Professional tennis players make the adjustment from clay to grass courts seem easy by playing in the French Open and Wimbledon in consecutive months. For the average tennis player, however, adjusting to a grass tennis court can be a very difficult task. Young tennis players usually compete on clay and hard courts, but some youth tennis matches are held on grass courts. These matches create an interesting challenge for young players, because the tennis ball moves differently on grass. If you ever find yourself playing on a grass court, whether it be tournament play or a rally with a friend, make sure you know what to expect. Here is a list of the traits of grass courts and tennis tips that will help you play on the them:
Speed: To adjust to the pace of grass courts, players need to understand the timing and bounce of the ball. Similar to hard courts, the ball moves very quickly off the bounce. However, instead of the high bounces typical of hard courts, the ball seems to skid off the grass. The tennis ball usually stays low after bouncing, but travels further before bouncing a second time. To compensate for the speed change, you should meet the ball with your racket low to the ground and start your swings earlier. Matches on grass courts are usually shorter than those on clay because of the increased speed. Capitalize on the rapid ball movement by using powerful serves. With less time to react, your opponents will be forced to use defensive returns. These returns will give you the chance to take control of more points and come to the net more often.
Slice: Slicing the ball is much more effective on grass than any other type of court. The tennis ball bounces lower with any type of shot, but good sliced shots barely come off the ground at all. The best times to utilize the slice is when you are at net or serving. At net, these shots will give your opponents little chance to get to the ball before double bounces, and powerful slice serves can make service returns even more difficult.

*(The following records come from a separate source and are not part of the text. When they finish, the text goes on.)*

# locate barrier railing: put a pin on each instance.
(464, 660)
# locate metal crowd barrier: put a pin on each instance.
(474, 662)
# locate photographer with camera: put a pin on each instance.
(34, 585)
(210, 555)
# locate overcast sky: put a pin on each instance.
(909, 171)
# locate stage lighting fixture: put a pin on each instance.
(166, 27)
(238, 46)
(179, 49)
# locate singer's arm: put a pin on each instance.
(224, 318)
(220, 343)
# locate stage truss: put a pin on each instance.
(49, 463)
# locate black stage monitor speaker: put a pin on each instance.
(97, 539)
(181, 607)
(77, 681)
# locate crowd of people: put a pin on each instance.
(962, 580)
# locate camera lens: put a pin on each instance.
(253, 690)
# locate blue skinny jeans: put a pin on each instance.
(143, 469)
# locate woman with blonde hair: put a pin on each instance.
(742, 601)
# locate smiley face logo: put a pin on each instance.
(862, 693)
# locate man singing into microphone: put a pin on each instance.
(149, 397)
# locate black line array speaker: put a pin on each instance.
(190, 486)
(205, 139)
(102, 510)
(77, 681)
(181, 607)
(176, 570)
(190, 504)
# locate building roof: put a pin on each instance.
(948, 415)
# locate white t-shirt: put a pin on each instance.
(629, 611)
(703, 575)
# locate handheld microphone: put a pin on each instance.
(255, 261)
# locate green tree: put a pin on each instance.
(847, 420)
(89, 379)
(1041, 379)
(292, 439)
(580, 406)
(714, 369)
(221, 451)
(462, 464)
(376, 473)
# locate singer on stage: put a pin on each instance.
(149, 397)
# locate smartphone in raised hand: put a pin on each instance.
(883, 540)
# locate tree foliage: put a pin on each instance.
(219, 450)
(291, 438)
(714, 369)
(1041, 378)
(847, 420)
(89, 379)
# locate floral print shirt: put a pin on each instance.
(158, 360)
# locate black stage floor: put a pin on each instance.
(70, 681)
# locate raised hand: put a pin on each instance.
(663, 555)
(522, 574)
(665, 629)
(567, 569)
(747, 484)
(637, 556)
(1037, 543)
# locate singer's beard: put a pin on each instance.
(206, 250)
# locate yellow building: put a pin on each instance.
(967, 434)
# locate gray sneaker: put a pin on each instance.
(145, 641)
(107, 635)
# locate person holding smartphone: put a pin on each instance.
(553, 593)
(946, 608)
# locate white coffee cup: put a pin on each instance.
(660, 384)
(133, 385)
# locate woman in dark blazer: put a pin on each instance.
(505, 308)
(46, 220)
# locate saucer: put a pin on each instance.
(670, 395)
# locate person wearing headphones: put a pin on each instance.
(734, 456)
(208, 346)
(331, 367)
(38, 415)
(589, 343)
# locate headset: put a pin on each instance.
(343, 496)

Predictability: Part of the reason grass courts are less common than clay and hard courts is the endless amount of work that goes into their upkeep. If you watch Wimbledon, you can see how each tennis court changes from a pristine field into a mess of dirt and grass as the tournament progresses. Keep in mind that these are the nicest grass courts on the planet. When you play on a grass court, you have to be prepared for divots and bumps that can affect any bounce. Stay on your toes and be ready for anything.
Knowing what to expect before you play on a grass court is part of the battle, but practicing one is the best way to adjust. Tennis is a mental game. If you stay confident and adaptable you can learn to dominate the grass court.